This is the yellow pyrite specimen. Dimensions: 0.9 x 0.8 x 0.6″ (2.4 x 2.1 x 1.4cm). Weight – 0.5oz (14 grams). Origin: Russia, Siberia.
Some information about pyrite:
The mineral pyrite, or iron pyrite, also known as fool’s gold, is an iron sulfide with the chemical formula FeS2. This mineral’s metallic luster and pale brass-yellow hue give it a superficial resemblance to gold, hence the well-known nickname of fool’s gold. The color has also led to the nicknames brass, brazzle, and Brazil, primarily used to refer to pyrite found in coal.

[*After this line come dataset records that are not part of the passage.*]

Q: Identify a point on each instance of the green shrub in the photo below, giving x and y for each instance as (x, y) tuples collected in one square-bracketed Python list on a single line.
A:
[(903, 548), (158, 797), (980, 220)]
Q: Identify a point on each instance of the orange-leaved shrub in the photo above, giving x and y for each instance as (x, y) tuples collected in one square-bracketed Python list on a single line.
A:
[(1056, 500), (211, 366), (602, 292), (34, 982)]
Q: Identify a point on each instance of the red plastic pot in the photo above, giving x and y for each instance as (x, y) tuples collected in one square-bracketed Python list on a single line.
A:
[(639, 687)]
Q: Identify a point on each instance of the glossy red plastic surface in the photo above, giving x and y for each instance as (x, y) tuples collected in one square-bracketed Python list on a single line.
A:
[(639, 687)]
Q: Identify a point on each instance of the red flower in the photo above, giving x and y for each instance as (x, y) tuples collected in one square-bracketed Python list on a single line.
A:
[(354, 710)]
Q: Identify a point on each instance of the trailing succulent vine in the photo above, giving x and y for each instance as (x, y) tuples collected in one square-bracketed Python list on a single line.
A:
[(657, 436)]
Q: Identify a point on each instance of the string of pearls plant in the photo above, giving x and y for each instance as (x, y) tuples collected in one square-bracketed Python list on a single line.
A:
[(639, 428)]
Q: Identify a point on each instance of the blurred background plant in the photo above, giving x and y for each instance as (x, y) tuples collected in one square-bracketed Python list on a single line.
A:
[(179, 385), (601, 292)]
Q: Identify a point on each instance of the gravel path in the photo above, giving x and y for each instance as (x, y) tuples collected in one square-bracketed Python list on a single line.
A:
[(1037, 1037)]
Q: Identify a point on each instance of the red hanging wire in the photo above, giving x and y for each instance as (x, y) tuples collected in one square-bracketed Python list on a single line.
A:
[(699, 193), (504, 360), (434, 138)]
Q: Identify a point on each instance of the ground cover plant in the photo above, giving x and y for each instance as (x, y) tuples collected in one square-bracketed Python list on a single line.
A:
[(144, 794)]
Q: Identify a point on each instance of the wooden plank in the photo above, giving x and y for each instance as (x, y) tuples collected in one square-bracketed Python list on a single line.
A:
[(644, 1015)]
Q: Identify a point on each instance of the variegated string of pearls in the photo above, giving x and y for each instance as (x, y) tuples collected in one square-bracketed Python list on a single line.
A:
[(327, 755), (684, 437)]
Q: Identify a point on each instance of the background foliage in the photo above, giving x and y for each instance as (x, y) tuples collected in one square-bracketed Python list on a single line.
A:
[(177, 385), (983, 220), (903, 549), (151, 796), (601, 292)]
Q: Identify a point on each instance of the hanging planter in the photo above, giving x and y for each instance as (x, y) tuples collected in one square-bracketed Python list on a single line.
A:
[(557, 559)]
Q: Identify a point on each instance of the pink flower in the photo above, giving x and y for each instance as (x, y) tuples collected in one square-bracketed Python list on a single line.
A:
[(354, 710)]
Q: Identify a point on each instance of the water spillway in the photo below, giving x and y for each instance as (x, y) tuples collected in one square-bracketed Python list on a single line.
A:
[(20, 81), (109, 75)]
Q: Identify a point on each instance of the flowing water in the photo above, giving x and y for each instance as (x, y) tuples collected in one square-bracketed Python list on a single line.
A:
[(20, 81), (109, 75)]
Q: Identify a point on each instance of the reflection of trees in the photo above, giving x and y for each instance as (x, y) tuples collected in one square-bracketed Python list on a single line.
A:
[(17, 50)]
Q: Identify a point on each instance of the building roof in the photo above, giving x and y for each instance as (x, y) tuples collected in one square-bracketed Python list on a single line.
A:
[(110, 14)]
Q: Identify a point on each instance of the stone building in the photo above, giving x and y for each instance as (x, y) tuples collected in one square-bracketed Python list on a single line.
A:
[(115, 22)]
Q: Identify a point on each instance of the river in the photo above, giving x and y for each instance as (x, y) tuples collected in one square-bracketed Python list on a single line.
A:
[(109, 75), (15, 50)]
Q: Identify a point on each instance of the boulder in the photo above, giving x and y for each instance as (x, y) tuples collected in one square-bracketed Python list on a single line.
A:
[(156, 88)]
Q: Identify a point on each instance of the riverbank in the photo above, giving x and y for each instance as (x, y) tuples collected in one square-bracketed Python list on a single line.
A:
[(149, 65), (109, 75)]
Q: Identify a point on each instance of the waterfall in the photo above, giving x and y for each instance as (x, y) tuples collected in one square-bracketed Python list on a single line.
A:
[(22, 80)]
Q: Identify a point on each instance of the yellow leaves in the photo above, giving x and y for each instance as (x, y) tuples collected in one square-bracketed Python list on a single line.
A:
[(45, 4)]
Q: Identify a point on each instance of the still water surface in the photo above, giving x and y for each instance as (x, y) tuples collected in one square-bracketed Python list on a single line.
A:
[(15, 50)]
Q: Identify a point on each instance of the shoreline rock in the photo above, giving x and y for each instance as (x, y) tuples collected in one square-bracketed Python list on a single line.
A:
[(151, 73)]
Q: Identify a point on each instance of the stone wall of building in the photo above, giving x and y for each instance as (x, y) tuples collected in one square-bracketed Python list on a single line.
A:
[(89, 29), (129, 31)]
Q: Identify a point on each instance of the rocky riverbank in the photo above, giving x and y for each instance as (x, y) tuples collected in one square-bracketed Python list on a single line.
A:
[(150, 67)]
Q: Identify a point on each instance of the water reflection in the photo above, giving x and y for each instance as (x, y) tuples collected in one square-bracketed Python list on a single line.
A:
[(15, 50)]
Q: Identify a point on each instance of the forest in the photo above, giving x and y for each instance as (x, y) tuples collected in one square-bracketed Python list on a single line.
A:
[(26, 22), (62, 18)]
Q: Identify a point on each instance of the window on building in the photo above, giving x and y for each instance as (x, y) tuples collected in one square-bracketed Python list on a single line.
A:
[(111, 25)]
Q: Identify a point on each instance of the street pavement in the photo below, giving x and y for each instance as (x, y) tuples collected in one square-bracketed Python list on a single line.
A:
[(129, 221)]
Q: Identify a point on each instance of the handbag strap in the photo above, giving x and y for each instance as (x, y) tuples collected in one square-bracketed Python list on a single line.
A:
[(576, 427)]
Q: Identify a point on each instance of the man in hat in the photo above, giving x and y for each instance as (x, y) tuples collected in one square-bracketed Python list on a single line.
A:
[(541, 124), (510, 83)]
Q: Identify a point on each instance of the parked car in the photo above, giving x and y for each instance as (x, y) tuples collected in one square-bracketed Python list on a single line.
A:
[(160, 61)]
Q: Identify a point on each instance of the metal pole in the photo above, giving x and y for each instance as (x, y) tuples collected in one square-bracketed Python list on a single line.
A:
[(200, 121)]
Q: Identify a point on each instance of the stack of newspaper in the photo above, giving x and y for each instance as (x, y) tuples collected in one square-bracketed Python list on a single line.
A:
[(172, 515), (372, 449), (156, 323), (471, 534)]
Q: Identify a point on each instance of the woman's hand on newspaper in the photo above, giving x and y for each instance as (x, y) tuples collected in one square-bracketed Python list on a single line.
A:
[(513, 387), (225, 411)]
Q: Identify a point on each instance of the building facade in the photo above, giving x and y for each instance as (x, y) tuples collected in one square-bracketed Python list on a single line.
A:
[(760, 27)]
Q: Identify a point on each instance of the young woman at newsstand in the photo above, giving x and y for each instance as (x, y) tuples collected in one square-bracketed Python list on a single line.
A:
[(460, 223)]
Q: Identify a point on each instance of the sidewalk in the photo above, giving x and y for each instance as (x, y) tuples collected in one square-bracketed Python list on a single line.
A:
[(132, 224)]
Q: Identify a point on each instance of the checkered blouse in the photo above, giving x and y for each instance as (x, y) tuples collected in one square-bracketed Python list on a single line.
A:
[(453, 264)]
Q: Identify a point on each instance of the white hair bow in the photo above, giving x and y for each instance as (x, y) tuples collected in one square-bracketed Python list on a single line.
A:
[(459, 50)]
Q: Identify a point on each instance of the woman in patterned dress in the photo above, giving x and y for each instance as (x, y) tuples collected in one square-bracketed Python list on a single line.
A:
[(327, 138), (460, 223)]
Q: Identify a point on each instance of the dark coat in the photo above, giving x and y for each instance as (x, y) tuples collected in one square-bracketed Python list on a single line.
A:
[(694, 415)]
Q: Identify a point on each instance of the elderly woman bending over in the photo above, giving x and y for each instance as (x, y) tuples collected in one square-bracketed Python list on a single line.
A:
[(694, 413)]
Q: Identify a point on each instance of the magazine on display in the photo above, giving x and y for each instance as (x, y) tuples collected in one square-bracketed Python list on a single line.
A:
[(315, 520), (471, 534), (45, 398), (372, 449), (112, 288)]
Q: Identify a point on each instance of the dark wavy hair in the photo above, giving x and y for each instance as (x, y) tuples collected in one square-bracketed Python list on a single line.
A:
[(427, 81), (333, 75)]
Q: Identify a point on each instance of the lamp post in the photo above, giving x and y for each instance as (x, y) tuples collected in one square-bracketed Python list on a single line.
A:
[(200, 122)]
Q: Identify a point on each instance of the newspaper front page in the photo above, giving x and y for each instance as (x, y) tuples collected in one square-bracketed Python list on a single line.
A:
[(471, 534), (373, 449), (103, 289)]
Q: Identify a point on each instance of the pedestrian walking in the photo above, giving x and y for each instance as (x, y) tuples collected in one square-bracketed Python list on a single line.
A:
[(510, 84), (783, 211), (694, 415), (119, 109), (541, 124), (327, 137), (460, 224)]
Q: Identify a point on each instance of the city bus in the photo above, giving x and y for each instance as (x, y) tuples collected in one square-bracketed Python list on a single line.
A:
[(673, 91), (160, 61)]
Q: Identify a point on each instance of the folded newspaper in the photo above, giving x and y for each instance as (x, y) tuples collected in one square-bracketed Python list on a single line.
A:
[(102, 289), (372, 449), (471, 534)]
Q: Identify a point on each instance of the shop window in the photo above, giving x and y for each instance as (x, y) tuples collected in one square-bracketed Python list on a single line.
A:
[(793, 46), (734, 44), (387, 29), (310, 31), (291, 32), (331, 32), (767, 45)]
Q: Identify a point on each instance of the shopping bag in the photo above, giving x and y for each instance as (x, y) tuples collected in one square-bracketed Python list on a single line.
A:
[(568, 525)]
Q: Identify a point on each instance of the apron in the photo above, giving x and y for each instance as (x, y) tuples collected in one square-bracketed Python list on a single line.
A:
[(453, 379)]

Pyrite is the most common of the sulfide minerals. The name pyrite is derived from the Greek pyrites, “of fire” or “in fire”. In ancient Roman times, this name was applied to several types of stone that would create sparks when struck against steel.
Pyrite is usually found associated with other sulfides or oxides in quartz veins, sedimentary rock, and metamorphic rock, as well as in coal beds and as a replacement mineral in fossils. Despite being nicknamed fool’s gold, pyrite is sometimes found in association with small quantities of gold. Gold and arsenic occur as a coupled substitution in the pyrite structure.